Q&A: A Hijacking Director, Tobias Lindholm
Let Reality Decide
12.10.2012 - Denmark's Tobias Lindholm delivers
a gripping psychological drama about negotiations between Somali
pirates and the CEO of a shipping company, and the terrible toll
taken on the ships' crew. Before the film screened at ADFF in the
New Horizons Competition (winning a Special Jury Mention and an
award for Søren Malling's performance as The Boss), Lindholm took
time to answer a few of our questions.
After R, we see another dark and tense
psychological drama from you with A Hijacking. How were
you drawn into this story?
Denmark has always had a great merchant tradition and all Danes
have at least one family member who is a seaman, which in my case
was my father. In that way, A Hijacking is a very Danish
story, and this is what drew me in the first place. At the same
time, I wanted to make a Danish film that takes place in the big
wide world; and I became aware of the reality of piracy in the
Indian Ocean, following the hijackings of the Danish-owned
freighters Danica White and CEC Future, in 2007 and 2008. This is a
reality where pirates earn millions of dollars and seamen are held
hostage for months without any influence on their own
Do you want to give a political message regarding piracy
in the Indian Ocean with this film?
I never have a political message. Politics does not interest me,
but people, real people do. If A Hijacking feels like it
is about them, then I am very close to my goal.
In a previous interview, you have said that you
want to make your films as realistic as possible. In A
Hijacking, how did you develop the script and the characters
to make sure that they're portrayed realistically?
I work based on a dogma that says: "Reality Rules." I always use
more time to research than to write the script. I always try to
find a story that is better than anything I could come up with. I
think that reality is always more accurate than fiction.
Fiction often tries to tell so precisely that it destroys the
intensity and honesty. For me, realism is a playground that puts
great demands on discipline. If you want to tell a story about real
people, you have to listen to the reality of these people. Reality
is full of logic that you cannot just skip over because you like
something more dramatic. You are forced to listen and learn from
that reality and be loyal to it. Otherwise it will not work. So I
listened to the reality and let it decide: in this case, the
reality of piracy in the Indian Ocean and the negotiations between
the company and the pirates.
What did your research regarding the hijackings
In my research I have talked, written and discussed with a lot
of people who know the reality of the Indian Ocean, including
pirates, sailors, security guards, CEOs and relatives of sailors.
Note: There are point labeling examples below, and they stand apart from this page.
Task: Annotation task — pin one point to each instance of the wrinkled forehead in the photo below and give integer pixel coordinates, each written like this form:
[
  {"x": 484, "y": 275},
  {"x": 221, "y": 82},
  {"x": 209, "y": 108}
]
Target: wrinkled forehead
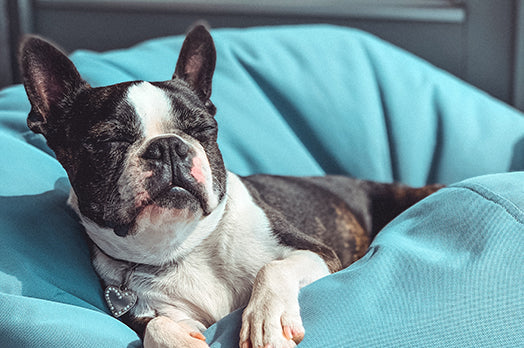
[
  {"x": 147, "y": 108},
  {"x": 153, "y": 108}
]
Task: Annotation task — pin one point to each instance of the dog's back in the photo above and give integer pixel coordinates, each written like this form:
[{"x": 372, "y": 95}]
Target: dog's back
[{"x": 343, "y": 213}]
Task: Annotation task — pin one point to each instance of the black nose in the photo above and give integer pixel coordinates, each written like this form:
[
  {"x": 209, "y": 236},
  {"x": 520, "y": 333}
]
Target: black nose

Their stories have surprised and shocked me. The most shocking fact
is that there were more than 1200 hostages last year and many of
them are still not home. You cannot imagine that 1200 passengers
were held hostage in an airliner without anyone doing anything. But
it is apparently difficult to find out who is responsible for the
hostages. Is it the government, the companies or the sailors'
When I wrote the script, a real hostage negotiator helped me to
stick to reality. When we started shooting, I was so impressed by
his cool and precise observations that I ended up offering him the
role of The Negotiator in the film. I didn't have to write any
lines for him: He knew exactly what to say. At the same time, I
could ask him for advice if I had any questions during the hectic
days of the shooting.
Are there any patterns regarding the negotiation process
with Somali pirates? How predictable is their
I believe that their behavior changes from case to case, but one
can say that young men, high on kath, are not the most
trustworthy and reliable people on earth. My research showed that
they were very aggressive and unbalanced. You can't anticipate
their next move. As the hostage dealer says in the film: Time
is a Western thing! It does not mean anything to them.
Regarding your film, you have said: "I couldn't make a
film about the truth of the hijackings in the Indian Ocean,
because I don't believe that truth exists. But I could make a
film about seamen, pirates, CEOs and relatives. Because
they do exist."
I think that realism and truth are two very different things.
Truth is subjective. Realism is objective and sober. I believe that
the truth of piracy doesn't exist. It is far too complicated and
contains more than one truth. But people and their experiences
exist. That's why I tell stories about people and not about issues.
I can be truthful in a portrait of a person and thus move my fellow
human beings so that we might understand each other a little
Your background is in writing, and A Hijacking
is your solo debut. Following A Hijacking, what's the next
step for you?
Right now, I am writing Thomas Vinterberg's next film. After
that I will start to look for my own story. On the other hand, I am
the father of three little boys whom I love dearly and with whom I
would like to spend more time. Maybe the only truthful answer is:
Time will tell.
Which filmmakers have inspired you the
I stand on the shoulders of filmmakers like the Dardenne
Brothers, DOGMA 95, Paul Greengrass, Ingmar Bergman, David Simon
and Jean-Luc Godard. From my point of view, they have all insisted
on minimizing the distance between the audience and the big silver
Where do you see yourself and your work as far as
contemporary Danish cinema is concerned?
I don't. Let's talk about that when I have made 20 films.